Tir de barrage contre la "poison pill" d'Ahold Delhaize

L'assemblée d'Ahold Delhaize du 11 avril prochain risque d'être animée. ©ANP

De plus en plus de voix s'élèvent pour que les actionnaires d'Ahold Delhaize aient leur mot à dire sur la reconduction de la pilule empoisonnée qui protège actuellement le groupe contre une éventuelle offre hostile.

L’assemblée d’Ahold Delhaize qui se tient mercredi prochain, 11 avril, à Amsterdam risque d’être un peu tendue.

Certes, on y évoquera certainement les changements annoncés ce matin à la tête du groupe de distribution avec la nomination d’un nouveau CEO, Frans Muller, et d’un nouveau président, Jan Hommen, tout comme le départ de deux administrateurs belges.

Mais le renouvellement de la pilule empoisonnée ("poison pill") qui pourrait intervenir dans les mois à venir va s’inviter dans le débat et pourrait cristalliser les tensions au sein des actionnaires.

On a déjà évoqué, il y a peu, ce montage qui permet au groupe de distribution de se mettre à l’abri d’une éventuelle offre hostile. Ses statuts prévoient la possibilité d’émettre des actions préférentielles cumulatives. Une fondation, la "Stichting Continuiteit Ahold Delhaize", SCAD, (dont la dénomination veut tout dire) dispose d’une option pour acquérir ces actions jusque fin décembre 2018. Celles-ci jouent un rôle de dissuasion mais peuvent permettre, dans un cas extrême, de diluer la participation d'un prédateur téméraire.

Les actionnaires tenus à l'écart

Cette option peut être prolongée à l’initiative du comité de direction avec accord du conseil d’administration.
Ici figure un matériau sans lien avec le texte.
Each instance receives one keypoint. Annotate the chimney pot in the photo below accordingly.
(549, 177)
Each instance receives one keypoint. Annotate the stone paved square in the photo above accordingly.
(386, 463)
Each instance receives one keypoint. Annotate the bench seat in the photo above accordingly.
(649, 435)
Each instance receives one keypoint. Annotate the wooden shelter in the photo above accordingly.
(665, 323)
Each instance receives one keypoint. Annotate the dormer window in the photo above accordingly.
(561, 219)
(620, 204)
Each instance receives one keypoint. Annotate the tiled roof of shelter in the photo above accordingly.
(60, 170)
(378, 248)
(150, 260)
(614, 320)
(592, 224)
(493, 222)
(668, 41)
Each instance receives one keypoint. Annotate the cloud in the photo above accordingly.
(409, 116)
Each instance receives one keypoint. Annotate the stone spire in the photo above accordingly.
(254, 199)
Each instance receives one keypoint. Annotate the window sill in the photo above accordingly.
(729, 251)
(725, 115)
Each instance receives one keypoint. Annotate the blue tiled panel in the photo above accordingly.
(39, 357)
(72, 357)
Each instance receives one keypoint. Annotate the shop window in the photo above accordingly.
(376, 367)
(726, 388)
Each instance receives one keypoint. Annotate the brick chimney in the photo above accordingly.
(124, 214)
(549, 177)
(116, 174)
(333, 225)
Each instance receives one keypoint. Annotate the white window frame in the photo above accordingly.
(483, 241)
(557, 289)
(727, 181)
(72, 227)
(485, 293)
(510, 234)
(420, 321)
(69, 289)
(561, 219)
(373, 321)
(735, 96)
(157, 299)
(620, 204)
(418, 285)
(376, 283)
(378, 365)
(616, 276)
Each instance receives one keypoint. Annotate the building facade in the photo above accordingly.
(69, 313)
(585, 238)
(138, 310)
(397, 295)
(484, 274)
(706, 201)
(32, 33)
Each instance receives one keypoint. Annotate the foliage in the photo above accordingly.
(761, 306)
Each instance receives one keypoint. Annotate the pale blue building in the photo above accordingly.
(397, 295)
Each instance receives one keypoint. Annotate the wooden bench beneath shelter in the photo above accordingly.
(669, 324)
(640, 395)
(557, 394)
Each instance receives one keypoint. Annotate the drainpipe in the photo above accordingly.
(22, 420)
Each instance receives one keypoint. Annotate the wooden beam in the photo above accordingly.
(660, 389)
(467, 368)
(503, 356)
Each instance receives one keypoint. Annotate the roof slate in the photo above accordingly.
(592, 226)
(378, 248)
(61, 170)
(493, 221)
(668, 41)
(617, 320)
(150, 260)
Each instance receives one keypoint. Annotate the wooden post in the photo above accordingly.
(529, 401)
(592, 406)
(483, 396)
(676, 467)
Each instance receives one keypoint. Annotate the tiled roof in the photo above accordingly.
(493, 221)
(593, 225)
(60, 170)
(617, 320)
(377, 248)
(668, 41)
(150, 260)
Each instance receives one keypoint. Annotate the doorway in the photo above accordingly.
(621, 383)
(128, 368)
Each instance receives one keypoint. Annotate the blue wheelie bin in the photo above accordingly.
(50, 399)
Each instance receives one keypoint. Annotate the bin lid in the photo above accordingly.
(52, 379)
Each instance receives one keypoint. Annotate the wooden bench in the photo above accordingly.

Une mesure dont on peut comprendre l’utilité dans un secteur, la grande distribution, en pleine mutation. "Ahold Delhaize et la SCAD ont entamé des discussions sur une possible extension de cette option mais aucune conclusion n’a encore été atteinte à ce stade" signalent le président du CA et le CEO (tous deux sur le départ, rappelons-le) dans une lettre aux actionnaires.

Lors de l’assemblée générale, la direction du groupe compte évoquer ce sujet mais il ne sera pas soumis au vote. Ce qui irrite certains actionnaires.

La VEB et un fonds spéculatif montent au créneau

Aujourd’hui, c’est au tour de l’association néerlandaise "Vereniging van Effectenbezitters" (VEB) de manifester son mécontentement et de demander que cette pilule empoisonnée fasse l’objet d’un scrutin. "Il a déjà été largement démontré que quand on a besoin d’argent les actionnaires sont sollicités mais lorsqu’il s’agit de prendre une décision qui concerne l’avenir du groupe on nous demande de nous taire" a lancé son président.

L'action Ahold Delhaize a nettement sous-performé l'an denier par rapport au Bel 20.

Le fonds activiste français CIAM qui détient une position de plusieurs dizaines de millions d’euros sur Ahold Delhaize avait déjà tiré à boulets rouges sur cette construction financière et réclamé un vote. "Le secteur est mal en point. Il doit se consolider. Nous souhaitons que le groupe trouve de bonnes idées et ne se cache pas derrière cette fondation" a indiqué une des responsables du fonds.

Bernstein aussi

Les analystes de Bernstein tapent sur le même clou. Ils estiment que le renouvellement de l’option va probablement à l’encontre des souhaits des investisseurs. "Les pilules empoisonnées constituent de la mauvaise corporate governance écrivent-ils dans la mesure où elles ôtent le contrôle aux actionnaires au moment où leur opinion est la plus importante."

Selon le dernier rapport annuel d’Ahold Delhaize ses actionnaires principaux (participation égale ou supérieure à 3%) sont BlackRock 4,49% du capital et 6,14% des droits de vote, DeltaFort Beleggingen 10,82% du capital et 3,43% des droits de vote, NN Group 4,89% du capital et 2,54% des droits de vote et, enfin, la Stichting Administratiekantoor Preferente Financierings Aandelen Ahold avec 14,42% du capital et 5,03% des droits de vote.